Which is why, no matter what we do about asylum seekers, it is never enough to satisfy our sense that we have been imposed upon, taken advantage of. Because the ultimate deterrent would not be to turn back the boats, but to take pot shots at a randomly selected number of them. But that would be too raw, too forceful. We want impersonal processes that have the appearance of having no human agency, occurring outside Australia, which must be kept pristine, because it’s the land of the fair go. Because those most angry with asylum seekers cannot, will not own such violence, it assuages nothing in them. So we are at an impasse, because we have no next move.
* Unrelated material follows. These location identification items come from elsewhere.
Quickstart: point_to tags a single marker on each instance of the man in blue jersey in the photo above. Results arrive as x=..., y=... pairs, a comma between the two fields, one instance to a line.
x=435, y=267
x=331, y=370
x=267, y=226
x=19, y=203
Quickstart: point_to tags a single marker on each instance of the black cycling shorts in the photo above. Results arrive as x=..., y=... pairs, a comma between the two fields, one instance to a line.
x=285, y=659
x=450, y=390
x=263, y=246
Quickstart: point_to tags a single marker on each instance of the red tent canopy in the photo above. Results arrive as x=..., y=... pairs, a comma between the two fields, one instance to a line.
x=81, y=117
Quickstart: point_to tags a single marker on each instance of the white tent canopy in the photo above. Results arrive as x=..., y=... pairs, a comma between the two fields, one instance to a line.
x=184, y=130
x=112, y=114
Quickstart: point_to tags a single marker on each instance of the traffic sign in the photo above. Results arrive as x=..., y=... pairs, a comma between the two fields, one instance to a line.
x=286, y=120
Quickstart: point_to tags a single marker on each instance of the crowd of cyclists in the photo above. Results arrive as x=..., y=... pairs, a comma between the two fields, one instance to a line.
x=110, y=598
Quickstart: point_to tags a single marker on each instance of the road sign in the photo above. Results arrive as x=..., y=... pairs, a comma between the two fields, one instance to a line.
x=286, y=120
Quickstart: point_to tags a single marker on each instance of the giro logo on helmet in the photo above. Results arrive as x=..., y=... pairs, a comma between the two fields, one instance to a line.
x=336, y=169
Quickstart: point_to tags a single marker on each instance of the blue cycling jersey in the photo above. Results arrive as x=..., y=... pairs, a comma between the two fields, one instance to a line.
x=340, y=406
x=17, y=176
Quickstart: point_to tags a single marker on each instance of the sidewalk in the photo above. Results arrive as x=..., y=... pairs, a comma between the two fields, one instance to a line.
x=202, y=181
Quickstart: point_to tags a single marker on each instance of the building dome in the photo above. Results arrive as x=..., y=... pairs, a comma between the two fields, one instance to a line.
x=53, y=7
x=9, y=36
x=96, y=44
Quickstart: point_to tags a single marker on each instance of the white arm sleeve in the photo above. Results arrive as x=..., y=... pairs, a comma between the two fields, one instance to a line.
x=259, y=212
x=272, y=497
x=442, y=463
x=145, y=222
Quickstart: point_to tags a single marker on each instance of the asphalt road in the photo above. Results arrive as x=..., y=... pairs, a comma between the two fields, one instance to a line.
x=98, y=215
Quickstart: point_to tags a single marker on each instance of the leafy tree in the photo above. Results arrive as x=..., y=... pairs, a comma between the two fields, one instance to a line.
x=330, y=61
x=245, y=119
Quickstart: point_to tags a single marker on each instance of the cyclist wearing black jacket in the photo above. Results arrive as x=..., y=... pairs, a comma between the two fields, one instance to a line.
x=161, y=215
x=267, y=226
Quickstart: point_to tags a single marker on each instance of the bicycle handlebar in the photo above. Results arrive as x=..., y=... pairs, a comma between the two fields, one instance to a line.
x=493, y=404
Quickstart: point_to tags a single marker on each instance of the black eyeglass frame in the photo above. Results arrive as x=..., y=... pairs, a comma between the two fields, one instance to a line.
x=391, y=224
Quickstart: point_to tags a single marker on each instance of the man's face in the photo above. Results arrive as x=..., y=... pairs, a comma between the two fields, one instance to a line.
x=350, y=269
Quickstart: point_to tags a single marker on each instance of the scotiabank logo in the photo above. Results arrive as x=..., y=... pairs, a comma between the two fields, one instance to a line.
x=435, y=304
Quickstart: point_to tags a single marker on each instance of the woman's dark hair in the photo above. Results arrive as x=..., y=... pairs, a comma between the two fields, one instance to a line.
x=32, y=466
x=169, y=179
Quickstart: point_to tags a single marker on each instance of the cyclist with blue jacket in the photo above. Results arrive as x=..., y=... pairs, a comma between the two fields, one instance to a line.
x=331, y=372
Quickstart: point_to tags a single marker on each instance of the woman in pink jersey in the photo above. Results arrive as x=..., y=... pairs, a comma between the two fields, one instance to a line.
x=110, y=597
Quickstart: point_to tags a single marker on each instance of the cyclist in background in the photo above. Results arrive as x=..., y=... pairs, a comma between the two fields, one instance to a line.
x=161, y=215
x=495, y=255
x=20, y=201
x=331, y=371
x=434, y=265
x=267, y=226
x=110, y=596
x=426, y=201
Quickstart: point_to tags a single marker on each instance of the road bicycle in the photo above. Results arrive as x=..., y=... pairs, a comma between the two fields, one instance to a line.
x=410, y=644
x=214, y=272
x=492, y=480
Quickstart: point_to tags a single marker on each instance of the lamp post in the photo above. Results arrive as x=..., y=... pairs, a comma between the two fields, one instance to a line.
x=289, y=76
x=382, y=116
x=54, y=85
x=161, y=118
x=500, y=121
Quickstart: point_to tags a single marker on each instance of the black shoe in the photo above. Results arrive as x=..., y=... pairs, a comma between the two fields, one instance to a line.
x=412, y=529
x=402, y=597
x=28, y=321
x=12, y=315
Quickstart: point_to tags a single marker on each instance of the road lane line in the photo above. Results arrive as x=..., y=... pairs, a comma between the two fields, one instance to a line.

Twenty years ago, Labor could have stopped this, by altering the whole process, at a time when it had not yet become a political football. The moral thing would have been the politically advantageous thing, for Labor; to cut off a pissing contest it could never win before it started. Even in the Rudd period, they could have normalised it, by expanding the Christmas Island facilities, moving all but a small category of arrivals into community residency — and leaving the Right with no story. Labor has even lost to the Greens on the issue — the cracking down persuading a new slice of waverers to commit to the Greens afresh.

Thus it is that our current impasse perfectly bookends the mostly forgotten event that attended its beginning. David Kang found the whole process so insane that public indifference to it briefly drove him mad. We persisted with it, and it has grown back into the culture. Kang threatened no one but himself — so, wisely, he was only sentenced to community service. That would not happen today, in part because of the success of the process he was trying to draw attention to.

He did not understand that for people who presume on our humanity, no punishment will suffice.